Alfred Gerald Caplin ( born September 28, 1909 in New Haven, Connecticut; † November 5, 1979 in Cambridge, Massachusetts, according to other sources: South Hampton, New Hampshire) was an American cartoonist and author. When Al Capp, the older brother of comic strip artist Elliot Caplin and creator of the strip Li'l Abner became world famous.

Capp lost in the age of 10 his left leg in an accident. He attended several art schools and was an assistant to Ham Fisher, whom he supported as a ghost - artist at the Joe Palooka series. There he developed a hillbilly character, an idea that should be the basis for Li'l Abner. The first days of strip Li'l Abner was released on August 20, 1934, the Sunday page, which additionally contained the well -drawn Capp Strip Washable Jones in the first 16 weeks, followed on 24 February 1935. Protagonist was Abner Yokum, a handsome but simple-minded young man who always tried to defend themselves against marriage and work.
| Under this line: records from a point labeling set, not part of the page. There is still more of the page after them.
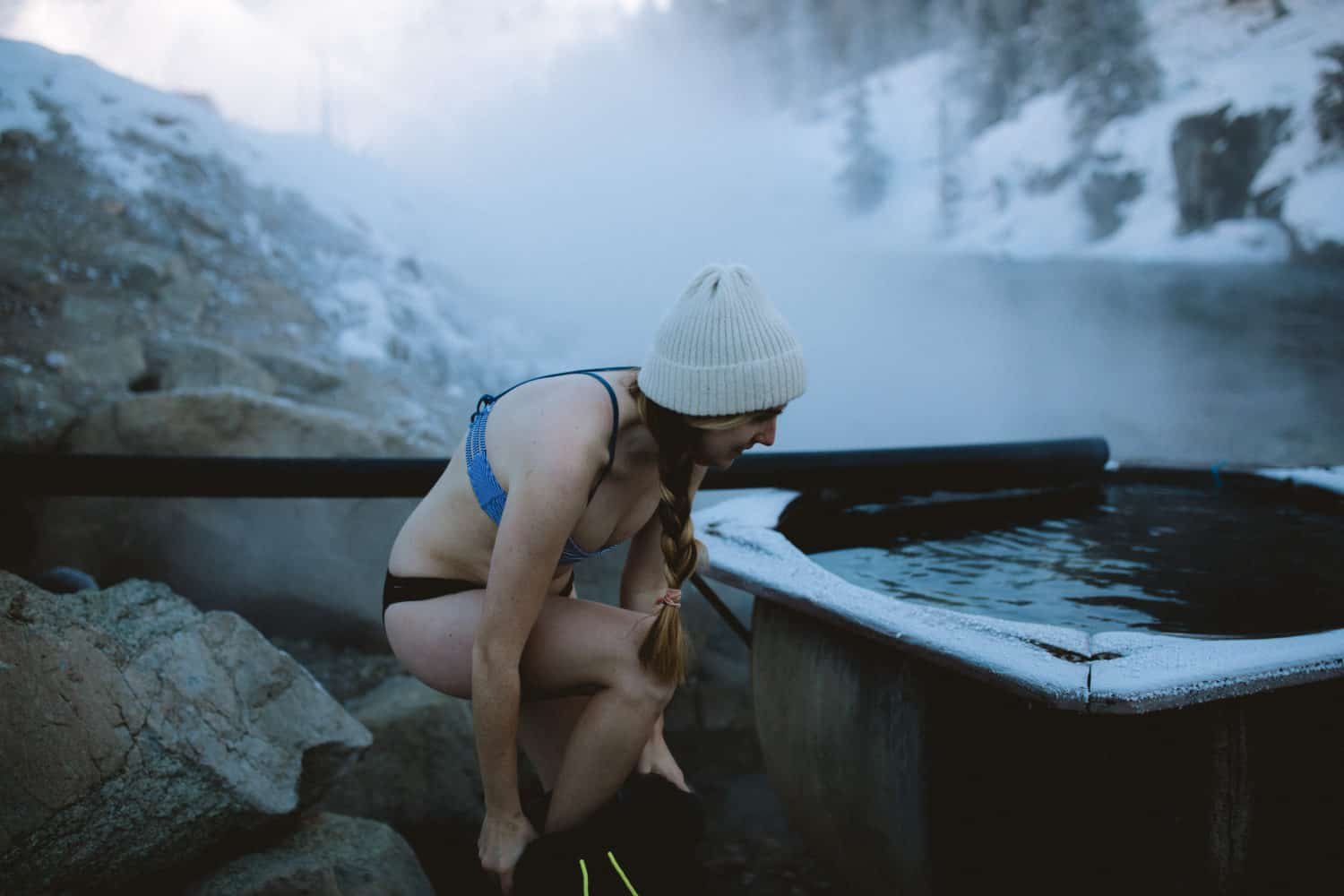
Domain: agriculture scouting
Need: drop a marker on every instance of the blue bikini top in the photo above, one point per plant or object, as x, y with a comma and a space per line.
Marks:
492, 495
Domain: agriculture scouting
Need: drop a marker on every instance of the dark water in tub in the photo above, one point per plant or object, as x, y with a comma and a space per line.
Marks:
1152, 557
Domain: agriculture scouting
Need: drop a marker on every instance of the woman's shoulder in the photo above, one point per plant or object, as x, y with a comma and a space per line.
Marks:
561, 425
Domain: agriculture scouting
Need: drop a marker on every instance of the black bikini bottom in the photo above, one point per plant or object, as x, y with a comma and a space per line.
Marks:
398, 587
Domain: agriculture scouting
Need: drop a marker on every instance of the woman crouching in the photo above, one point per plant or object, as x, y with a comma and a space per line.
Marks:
478, 599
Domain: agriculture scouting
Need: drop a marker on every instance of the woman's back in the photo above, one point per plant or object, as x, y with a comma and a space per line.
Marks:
452, 535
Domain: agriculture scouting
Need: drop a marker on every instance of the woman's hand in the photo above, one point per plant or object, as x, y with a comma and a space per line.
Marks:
658, 759
502, 842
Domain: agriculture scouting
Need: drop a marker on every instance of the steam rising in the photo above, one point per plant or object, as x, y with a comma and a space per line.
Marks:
583, 163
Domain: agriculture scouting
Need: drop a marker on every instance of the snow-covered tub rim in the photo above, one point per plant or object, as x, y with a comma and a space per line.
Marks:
1113, 672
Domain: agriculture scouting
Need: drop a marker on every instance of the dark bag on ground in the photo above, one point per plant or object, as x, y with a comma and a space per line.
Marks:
639, 844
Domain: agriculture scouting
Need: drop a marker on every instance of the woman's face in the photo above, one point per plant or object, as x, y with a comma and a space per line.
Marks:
720, 447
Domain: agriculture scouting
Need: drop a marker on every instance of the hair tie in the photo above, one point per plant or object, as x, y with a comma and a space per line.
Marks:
671, 598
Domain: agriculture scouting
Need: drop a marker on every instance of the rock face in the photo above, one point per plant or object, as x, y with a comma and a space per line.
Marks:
1217, 159
140, 731
325, 856
422, 766
233, 422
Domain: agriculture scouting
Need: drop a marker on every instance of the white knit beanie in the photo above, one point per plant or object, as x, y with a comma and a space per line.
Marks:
723, 349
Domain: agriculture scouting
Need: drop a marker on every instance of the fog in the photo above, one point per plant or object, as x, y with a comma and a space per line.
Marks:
582, 163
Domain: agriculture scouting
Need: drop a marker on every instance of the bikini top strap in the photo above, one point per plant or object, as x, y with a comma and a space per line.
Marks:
616, 413
616, 425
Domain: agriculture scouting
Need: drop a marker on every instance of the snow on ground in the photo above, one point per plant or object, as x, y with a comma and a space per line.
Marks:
373, 303
1211, 56
1322, 477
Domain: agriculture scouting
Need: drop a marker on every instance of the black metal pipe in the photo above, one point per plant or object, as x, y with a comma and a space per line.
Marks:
866, 471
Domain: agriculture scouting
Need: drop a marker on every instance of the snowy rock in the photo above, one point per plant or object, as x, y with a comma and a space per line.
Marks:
139, 732
327, 855
113, 365
422, 766
233, 422
297, 375
177, 363
185, 296
32, 418
1217, 159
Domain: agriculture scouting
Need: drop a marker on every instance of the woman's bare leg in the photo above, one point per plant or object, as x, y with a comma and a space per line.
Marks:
543, 731
575, 646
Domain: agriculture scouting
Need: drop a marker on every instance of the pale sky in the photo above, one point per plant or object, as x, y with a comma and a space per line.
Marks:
265, 62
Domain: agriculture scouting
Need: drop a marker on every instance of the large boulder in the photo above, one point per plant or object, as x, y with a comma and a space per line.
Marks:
306, 567
140, 732
295, 567
233, 421
325, 856
1217, 158
421, 769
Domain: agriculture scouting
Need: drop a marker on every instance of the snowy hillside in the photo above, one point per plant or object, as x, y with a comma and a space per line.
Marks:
1023, 185
349, 236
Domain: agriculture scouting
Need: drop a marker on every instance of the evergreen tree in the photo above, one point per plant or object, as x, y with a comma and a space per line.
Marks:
867, 169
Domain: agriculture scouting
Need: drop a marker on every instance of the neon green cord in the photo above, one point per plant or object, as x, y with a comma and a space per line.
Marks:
624, 879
The strip was continued by Capp until the year 1977, the last day Strip was released on November 5, 1977, the last Sunday page on 13 November 1977.
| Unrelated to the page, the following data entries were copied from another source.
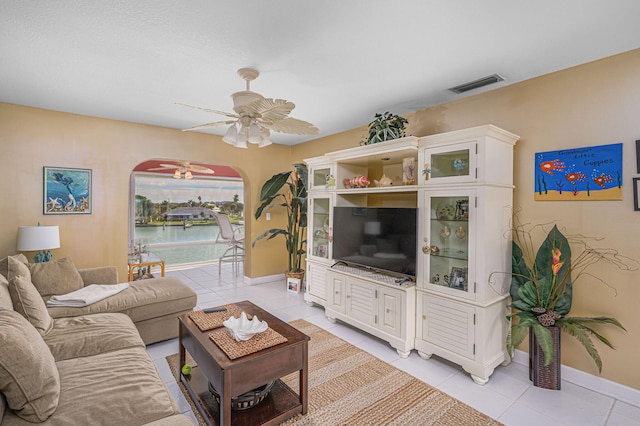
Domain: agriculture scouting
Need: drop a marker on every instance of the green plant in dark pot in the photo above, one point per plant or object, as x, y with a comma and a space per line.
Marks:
287, 190
385, 127
542, 287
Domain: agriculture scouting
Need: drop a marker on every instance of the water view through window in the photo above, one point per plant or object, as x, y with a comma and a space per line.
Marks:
174, 217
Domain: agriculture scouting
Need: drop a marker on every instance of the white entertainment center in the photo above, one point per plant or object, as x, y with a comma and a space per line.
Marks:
461, 184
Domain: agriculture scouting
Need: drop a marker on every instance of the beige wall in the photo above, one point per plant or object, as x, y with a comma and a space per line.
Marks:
593, 104
32, 138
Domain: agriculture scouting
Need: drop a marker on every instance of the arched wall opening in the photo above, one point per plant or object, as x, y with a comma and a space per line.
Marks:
172, 204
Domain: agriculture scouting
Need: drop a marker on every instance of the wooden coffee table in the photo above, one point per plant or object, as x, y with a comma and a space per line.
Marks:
232, 378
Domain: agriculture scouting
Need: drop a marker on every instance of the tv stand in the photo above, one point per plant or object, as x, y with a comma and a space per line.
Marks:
374, 302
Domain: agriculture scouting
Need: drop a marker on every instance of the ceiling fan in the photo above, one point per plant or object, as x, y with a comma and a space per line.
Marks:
183, 168
256, 116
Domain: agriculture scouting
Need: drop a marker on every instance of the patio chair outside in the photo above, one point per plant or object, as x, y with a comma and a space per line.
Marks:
227, 235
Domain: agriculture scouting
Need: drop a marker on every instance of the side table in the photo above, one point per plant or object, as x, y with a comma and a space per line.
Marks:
139, 261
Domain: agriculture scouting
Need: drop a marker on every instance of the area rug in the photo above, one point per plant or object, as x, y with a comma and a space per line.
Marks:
348, 386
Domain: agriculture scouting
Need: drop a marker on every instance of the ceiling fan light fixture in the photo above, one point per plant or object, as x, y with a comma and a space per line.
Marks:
265, 142
242, 143
231, 137
255, 134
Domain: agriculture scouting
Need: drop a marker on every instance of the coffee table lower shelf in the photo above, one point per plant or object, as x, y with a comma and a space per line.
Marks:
281, 403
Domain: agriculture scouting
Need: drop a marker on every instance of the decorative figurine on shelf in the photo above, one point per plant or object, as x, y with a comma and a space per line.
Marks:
330, 181
408, 169
384, 181
426, 171
459, 165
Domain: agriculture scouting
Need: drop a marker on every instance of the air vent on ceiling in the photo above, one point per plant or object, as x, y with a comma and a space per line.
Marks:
481, 82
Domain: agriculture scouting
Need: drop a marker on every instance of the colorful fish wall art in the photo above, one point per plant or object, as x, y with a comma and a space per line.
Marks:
588, 173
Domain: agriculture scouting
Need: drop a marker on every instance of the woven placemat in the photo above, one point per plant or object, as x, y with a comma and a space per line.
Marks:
213, 320
234, 350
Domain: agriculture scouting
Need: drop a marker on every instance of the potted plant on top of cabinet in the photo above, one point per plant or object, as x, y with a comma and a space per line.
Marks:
289, 190
385, 127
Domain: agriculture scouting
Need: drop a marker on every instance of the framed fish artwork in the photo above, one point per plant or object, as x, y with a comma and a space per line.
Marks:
67, 191
587, 173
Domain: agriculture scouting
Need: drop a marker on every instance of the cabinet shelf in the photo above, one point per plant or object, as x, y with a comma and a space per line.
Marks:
378, 190
452, 255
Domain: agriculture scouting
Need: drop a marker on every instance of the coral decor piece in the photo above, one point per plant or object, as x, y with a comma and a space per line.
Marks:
244, 329
359, 181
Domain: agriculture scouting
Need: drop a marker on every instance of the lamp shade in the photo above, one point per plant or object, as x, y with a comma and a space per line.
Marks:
33, 238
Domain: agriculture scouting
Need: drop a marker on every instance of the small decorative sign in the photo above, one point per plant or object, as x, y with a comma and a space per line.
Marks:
589, 173
67, 191
293, 285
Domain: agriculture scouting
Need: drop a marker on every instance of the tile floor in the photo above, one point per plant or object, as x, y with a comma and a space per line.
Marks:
508, 397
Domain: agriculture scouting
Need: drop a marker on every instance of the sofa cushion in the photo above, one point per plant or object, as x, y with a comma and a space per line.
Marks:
4, 263
113, 388
29, 378
88, 335
27, 301
143, 300
56, 277
17, 267
5, 296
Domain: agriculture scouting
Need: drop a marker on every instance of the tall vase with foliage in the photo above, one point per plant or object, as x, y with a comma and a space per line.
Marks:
287, 190
542, 287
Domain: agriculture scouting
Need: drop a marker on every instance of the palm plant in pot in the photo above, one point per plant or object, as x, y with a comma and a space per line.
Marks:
288, 190
541, 292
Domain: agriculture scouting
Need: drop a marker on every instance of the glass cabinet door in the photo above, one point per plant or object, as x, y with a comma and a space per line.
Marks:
319, 229
449, 246
450, 164
321, 177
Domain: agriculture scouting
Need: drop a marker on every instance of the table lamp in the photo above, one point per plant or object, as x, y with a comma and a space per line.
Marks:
39, 238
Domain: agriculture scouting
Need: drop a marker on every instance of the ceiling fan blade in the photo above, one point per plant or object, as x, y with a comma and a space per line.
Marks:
293, 126
271, 109
166, 167
210, 125
201, 169
213, 111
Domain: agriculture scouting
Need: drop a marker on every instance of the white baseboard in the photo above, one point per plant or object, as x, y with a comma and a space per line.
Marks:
264, 279
589, 381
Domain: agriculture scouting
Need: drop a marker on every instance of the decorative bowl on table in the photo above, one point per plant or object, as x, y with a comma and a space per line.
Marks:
244, 329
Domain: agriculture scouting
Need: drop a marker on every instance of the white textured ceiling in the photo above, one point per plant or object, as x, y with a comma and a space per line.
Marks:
340, 62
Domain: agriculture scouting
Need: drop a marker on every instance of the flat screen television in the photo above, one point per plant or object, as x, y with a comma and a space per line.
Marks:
382, 238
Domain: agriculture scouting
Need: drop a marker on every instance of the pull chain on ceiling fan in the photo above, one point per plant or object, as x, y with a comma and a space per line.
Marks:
256, 116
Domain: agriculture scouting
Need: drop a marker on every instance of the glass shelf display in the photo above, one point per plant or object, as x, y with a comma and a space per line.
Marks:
320, 227
449, 242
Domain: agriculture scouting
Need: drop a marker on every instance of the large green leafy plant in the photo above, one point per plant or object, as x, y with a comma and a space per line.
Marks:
542, 286
385, 127
287, 190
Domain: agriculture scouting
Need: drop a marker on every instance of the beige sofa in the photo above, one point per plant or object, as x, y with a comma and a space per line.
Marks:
73, 366
152, 304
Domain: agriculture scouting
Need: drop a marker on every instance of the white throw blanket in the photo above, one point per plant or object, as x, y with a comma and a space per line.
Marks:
87, 295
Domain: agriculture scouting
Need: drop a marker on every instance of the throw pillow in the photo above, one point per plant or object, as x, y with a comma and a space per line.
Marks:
28, 302
4, 263
5, 297
56, 277
17, 267
29, 377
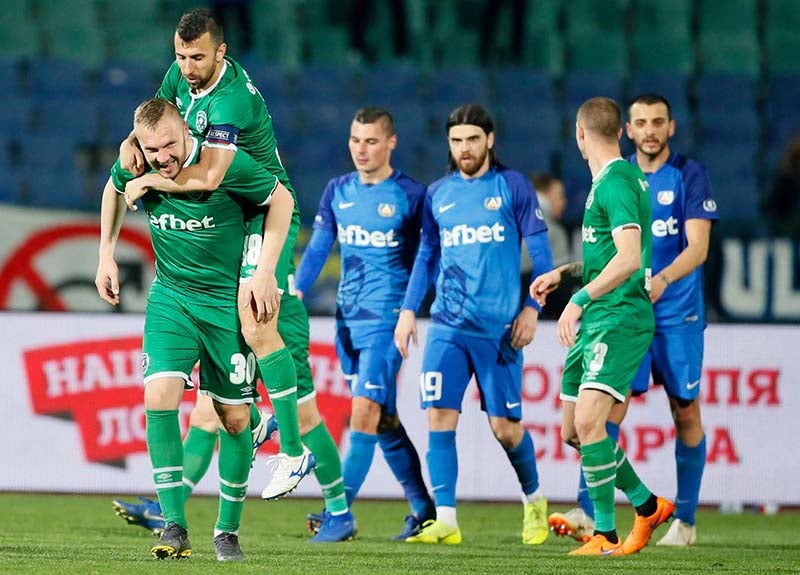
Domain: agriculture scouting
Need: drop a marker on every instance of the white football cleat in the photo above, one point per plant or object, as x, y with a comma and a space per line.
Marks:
287, 472
680, 534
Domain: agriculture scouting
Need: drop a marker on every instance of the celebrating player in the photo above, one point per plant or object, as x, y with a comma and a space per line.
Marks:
191, 312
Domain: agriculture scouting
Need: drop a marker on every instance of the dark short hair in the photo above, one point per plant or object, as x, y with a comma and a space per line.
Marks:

More strips of Capp were Col. Gilfeather and Fearless Fosdick. Col. Gilfeather was sold by Capp 1927 Associated Press and some time later continued by Milton Caniff. The Dick Tracy parody Fearless Fosdick was born in 1942, although as a separate series, but appeared at irregular intervals in Li'l Abner as a favorite reading of the title character on. Capp supplied the texts for the Comics Abbie an ' Slats (drawings: Raeburn Van Buren ) and Sam Long (drawings: Bob Lubbers ). Both author activities were later taken over by his brother Elliot.

After Milton Caniff Al Capp in 1947 was the second artist, who received the Reuben Award, awarded by the National Cartoonists Society since 1946 price. John Steinbeck, who described him as the best writer in the world, beat Capp in 1953 before the Nobel Prize in Literature. In some German Adventures of Li'l Abner appeared in Carlsen Verlag.